Bart <
bc@freeuk.com> wrote:
On 22/11/2024 12:33, Waldek Hebisch wrote:
Bart <bc@freeuk.com> wrote:
>
Sure. That's when you run a production build. I can even do that myself
on some programs (the ones where my C transpiler still works) and pass
it through gcc-O3. Then it might run 30% faster.
On fast machine running Dhrystone 2.2a I get:
tcc-0.9.28rc 20000000
gcc-12.2 -O 64184852
gcc-12.2 -O2 83194672
clang-14 -O 83194672
clang-14 -O2 85763288
so with 02 this is more than 4 times faster. Dhrystone correlated
resonably with runtime of tight compute-intensive programs.
Compiler started to cheat on original Dhrystone, so there are
bigger benchmarks like SPEC INT. But Dhrystone 2 has modifications
to make cheating harder, so I think it is still reasonable
benchmark. Actually, difference may be much bigger, for example
in image processing both clang and gcc can use vector intructions,
with may give additional speedup of order 8-16.
30% above means that you are much better than tcc or your program
is badly behaving (I have programs that make intensive use of
memory, here effect of optimization would be smaller, but still
of order 2).
The 30% applies to my typical programs, not benchmarks. Sure, gcc -O3
can do a lot of aggressive optimisations when everything is contained
within one short module and most runtime is spent in clear bottlenecks.

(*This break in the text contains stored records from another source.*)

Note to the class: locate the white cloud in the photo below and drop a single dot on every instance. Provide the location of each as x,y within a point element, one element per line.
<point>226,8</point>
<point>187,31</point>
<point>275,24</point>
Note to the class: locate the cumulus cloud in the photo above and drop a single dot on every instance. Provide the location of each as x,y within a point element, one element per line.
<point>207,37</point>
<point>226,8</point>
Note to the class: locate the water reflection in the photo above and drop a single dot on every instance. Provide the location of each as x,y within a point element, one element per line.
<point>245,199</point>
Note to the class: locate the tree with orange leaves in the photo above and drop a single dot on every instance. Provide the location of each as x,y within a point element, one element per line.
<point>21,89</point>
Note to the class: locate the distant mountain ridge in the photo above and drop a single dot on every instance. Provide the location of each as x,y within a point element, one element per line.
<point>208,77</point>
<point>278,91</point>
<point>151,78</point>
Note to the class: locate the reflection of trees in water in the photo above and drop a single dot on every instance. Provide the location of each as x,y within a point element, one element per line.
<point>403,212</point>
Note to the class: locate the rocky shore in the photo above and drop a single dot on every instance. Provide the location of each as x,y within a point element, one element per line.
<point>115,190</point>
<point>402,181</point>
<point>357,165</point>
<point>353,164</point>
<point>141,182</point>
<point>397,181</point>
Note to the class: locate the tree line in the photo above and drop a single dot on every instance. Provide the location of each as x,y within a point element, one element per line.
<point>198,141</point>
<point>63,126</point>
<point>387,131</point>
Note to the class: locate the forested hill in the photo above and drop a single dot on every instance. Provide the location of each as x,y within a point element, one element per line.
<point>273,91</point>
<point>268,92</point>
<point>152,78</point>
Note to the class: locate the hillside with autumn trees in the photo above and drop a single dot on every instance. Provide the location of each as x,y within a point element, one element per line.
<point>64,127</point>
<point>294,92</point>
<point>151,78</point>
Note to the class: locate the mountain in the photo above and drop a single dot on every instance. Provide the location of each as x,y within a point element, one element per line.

Real apps, like say my compilers, are different. They tend to use
globals more, program flow is more disseminated. The bottlenecks are
harder to pin down.
But, OK, here's the first sizeable benchmark that I thought of (I can't
find a reliable Dhrystone one; perhaps you can post a link).
First Google hit for Dhrystone 2.2a
https://homepages.cwi.nl/~steven/dry.chttps://homepages.cwi.nl/~steven/dry.c
(I used this one).
Compiled in two steps like:
gcc -c -O -o dry.o dry.c
gcc -o dry2 -DPASS2 -O dry.c dry.o
If you want something practical, I have the following C function:
#include <stdint.h>
void inner_mul(uint32_t * x, uint32_t * y, uint32_t * z,
uint32_t xdeg, uint32_t ydeg, uint32_t zdeg, uint32_t p) {
if (ydeg < xdeg) {
uint32_t * tmpp = x;
uint32_t tmp = xdeg;
x = y;
xdeg = ydeg;
y = tmpp;
ydeg = tmp;
}
if (zdeg < xdeg) {
xdeg = zdeg;
}
if (zdeg < ydeg) {
ydeg = zdeg;
}
uint64_t ss;
long i;
long j;
for(i=0; i<=xdeg; i++) {
ss = z[i];
for(j=0; j<=i; j++) {
ss += ((uint64_t)(x[i-j]))*((uint64_t)(y[j]));
}
z[i] = ss%p;
}
for(i=xdeg+1; i<=ydeg; i++) {
ss = z[i];
for(j=0; j<=xdeg; j++) {
ss += ((uint64_t)(x[j]))*((uint64_t)(y[i-j]));
}
z[i] = ss%p;
}
for(i=ydeg+1; i<=zdeg; i++) {
ss = z[i];
for(j=i-xdeg; j<=ydeg; j++) {
ss += ((uint64_t)(x[i-j]))*((uint64_t)(y[j]));
}
z[i] = ss%p;
}
}
and the following test driver:
#include <stdio.h>
#include <stdint.h>
#include <sys/time.h>
extern void inner_mul(uint32_t * x, uint32_t * y, uint32_t * z,
uint32_t xdeg, uint32_t ydeg, uint32_t zdeg, uint32_t p);
int main(void) {
uint32_t x[85], y[85], z[169];
int i;
for(i=0;i<85;i++) {
x[i] = 1;
y[i] = 1;
}
struct timeval tv1, tv2;
gettimeofday(&tv1, 0);
int j;
for(j=0; j < 100000; j++) {
for(i=0;i<169; i++) {
z[i] = 1;
}
inner_mul(x, y, z, 84, 84, 168, 1000003);
}
gettimeofday(&tv2, 0);
for(i=0;i<12; i++) {
printf(" %u,", z[i]);
}
putchar('\n');
long tt = tv2.tv_sec - tv1.tv_sec;
tt *= (1000*1000);
tt += (tv2.tv_usec - tv1.tv_usec);
printf("Time: %ld us\n", tt);
return 0;
}
At least for gcc and clang put them is separate files to avoid
simplifing the task too much ('inner_mul' is supposed to work
with variable data, here we feed it the same thing several times).
Of course, the test driver is silly, but 'inner_mul' is doing
important computation and, as long as 'inner_mul' is compiled
without knowledge of actual parameters, the test should be fair.
My results are:
clang -O3 -march=native 126112us
clang -O3 222136us
clang -O 225855us
gcc -O3 -march=native 82809us
gcc -O3 114365us
gcc -O 287786us
tcc 757347us
There is some irregularity in timings, but this shows that
factor of order 9 is possible.
Notes:
- this code is somewhat hard to vectorize, but clang
and gcc manage to do this,
- vectorized code is sensitive to alignment of the data, some
variation may be due to this,
- modern processors dynamically change clock frequency, the
times seem to be high enough to trigger switch to maximal
frequency (initally I used smaller number of iterations
but timing were less regular),
- most of code is portable, but for timing we need timer with
sufficient resolution, so I use Unix 'gettimeofday'.
-- Waldek Hebisch